Des vétérans chevronnés pour le second scénario
À l’aube du deuxième jour, nous prenons les traits de vétérans chevronnés. La Red Team présente son scénario et nous en disséquons méticuleusement chaque élément, scrutant chaque sous-étape. Nous identifions et classons ce qui a été détecté en faisant la distinction entre la télémétrie, les tactiques et les techniques. Après un autre marathon éreintant de neuf heures, le deuxième scénario prend fin. Une fois encore, les résultats semblent très prometteurs.
La troisième et dernière journée est consacrée à rejouer les tests. Cette fois-ci, la Red Team de MITRE déroule les deux scénarios simultanément, ce qui nous donne l’occasion d’améliorer nos capacités de détection et de mieux comprendre les scénarios en cours. L’objectif principal est de labéliser les tactiques et techniques, car ces tags pèsent lourd dans l’évaluation. Bien que la plupart de nos règles portent déjà ces tags, le fait de rejouer les scénarios d’attaque nous permet d’être plus précis et explicites, ce qui va pouvoir profiter à tous nos clients à l’avenir.

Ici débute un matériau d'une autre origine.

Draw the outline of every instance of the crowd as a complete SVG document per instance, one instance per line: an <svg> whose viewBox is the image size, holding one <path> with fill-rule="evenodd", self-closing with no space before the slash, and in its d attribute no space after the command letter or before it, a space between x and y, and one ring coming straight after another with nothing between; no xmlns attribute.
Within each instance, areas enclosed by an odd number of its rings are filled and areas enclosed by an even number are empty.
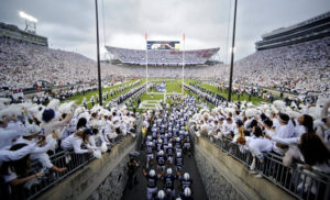
<svg viewBox="0 0 330 200"><path fill-rule="evenodd" d="M48 48L11 38L0 38L0 88L32 88L43 80L52 86L94 82L96 62L73 52ZM102 78L119 77L121 70L101 65Z"/></svg>
<svg viewBox="0 0 330 200"><path fill-rule="evenodd" d="M284 166L301 164L306 169L330 174L330 100L319 99L316 104L286 105L282 100L273 104L220 102L212 110L202 109L190 119L197 136L205 136L215 143L229 141L239 145L241 153L250 152L253 162L249 170L263 177L276 174L276 166L264 166L268 154L280 158ZM229 149L229 153L233 151ZM256 165L262 166L256 170ZM270 171L272 169L273 171ZM278 178L280 176L275 176ZM280 177L283 178L283 177ZM298 177L296 177L298 178ZM283 181L283 180L277 180ZM311 192L317 195L316 182L307 179ZM304 184L306 184L304 180ZM287 182L284 182L286 185ZM298 189L301 189L300 179ZM300 188L299 188L300 187Z"/></svg>
<svg viewBox="0 0 330 200"><path fill-rule="evenodd" d="M233 81L240 86L273 88L280 91L298 93L316 92L329 96L330 38L324 37L297 45L255 52L254 54L234 63ZM23 89L35 85L37 80L45 80L53 86L73 85L77 82L95 82L97 80L96 63L79 54L52 49L44 46L28 44L9 38L0 38L1 88ZM113 48L113 49L112 49ZM212 48L213 49L213 48ZM187 51L186 59L194 57L207 59L213 54L212 49L198 52ZM111 47L123 60L141 59L144 63L144 51L131 51ZM128 52L129 51L129 52ZM136 53L134 53L136 52ZM142 52L142 53L140 53ZM179 78L182 66L151 65L157 60L182 55L150 51L147 75L150 77ZM165 51L166 52L166 51ZM191 56L191 58L189 57ZM196 60L198 62L199 58ZM172 58L170 58L172 59ZM170 60L168 58L168 60ZM132 62L132 60L131 60ZM176 60L177 63L180 63ZM186 62L186 78L212 78L229 81L229 66L189 66ZM107 77L145 77L144 65L101 64L102 78ZM285 73L284 73L285 71ZM77 76L78 75L78 76Z"/></svg>
<svg viewBox="0 0 330 200"><path fill-rule="evenodd" d="M143 114L146 199L194 199L193 179L185 171L185 156L191 156L191 138L187 130L190 116L198 112L195 97L170 97L170 103ZM190 171L195 173L195 171ZM179 189L175 188L178 182Z"/></svg>
<svg viewBox="0 0 330 200"><path fill-rule="evenodd" d="M18 198L22 188L65 173L73 162L68 155L63 166L56 166L50 155L64 151L101 158L118 136L134 136L135 130L136 116L125 107L86 109L56 99L45 107L0 99L1 198Z"/></svg>
<svg viewBox="0 0 330 200"><path fill-rule="evenodd" d="M151 65L182 65L183 51L175 49L129 49L108 46L107 49L119 57L124 64L144 65L147 63ZM202 65L210 57L212 57L219 48L185 51L185 64L187 65ZM147 55L146 55L147 54Z"/></svg>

Après trois jours de captures d’écran, de justifications et de présentations de preuves, il semble que nous avons atteint la ligne d’arrivée de ces tests MITRE. Mais ce n’est pas tout à fait fini. Nous devons encore examiner méticuleusement les 225 captures d’écran et nous assurer que chaque sous-technique a été soigneusement traitée par nos homologues : une tâche ardue, mais indispensable.
L’attente des résultats
Nous attendons impatiemment des mois durant que tous les concurrents passent leurs tests, et que MITRE recueille diligemment des preuves auprès de chaque éditeur. À la fin du mois d’août, les résultats d’HarfangLab sont consolidés et connus de nous seuls, sous embargo. Excellente nouvelle : ils montrent que les équipes CTI sont parvenues à identifier tous les aspects de TURLA pour détecter la plupart des outils, tactiques et techniques employés par ce groupe !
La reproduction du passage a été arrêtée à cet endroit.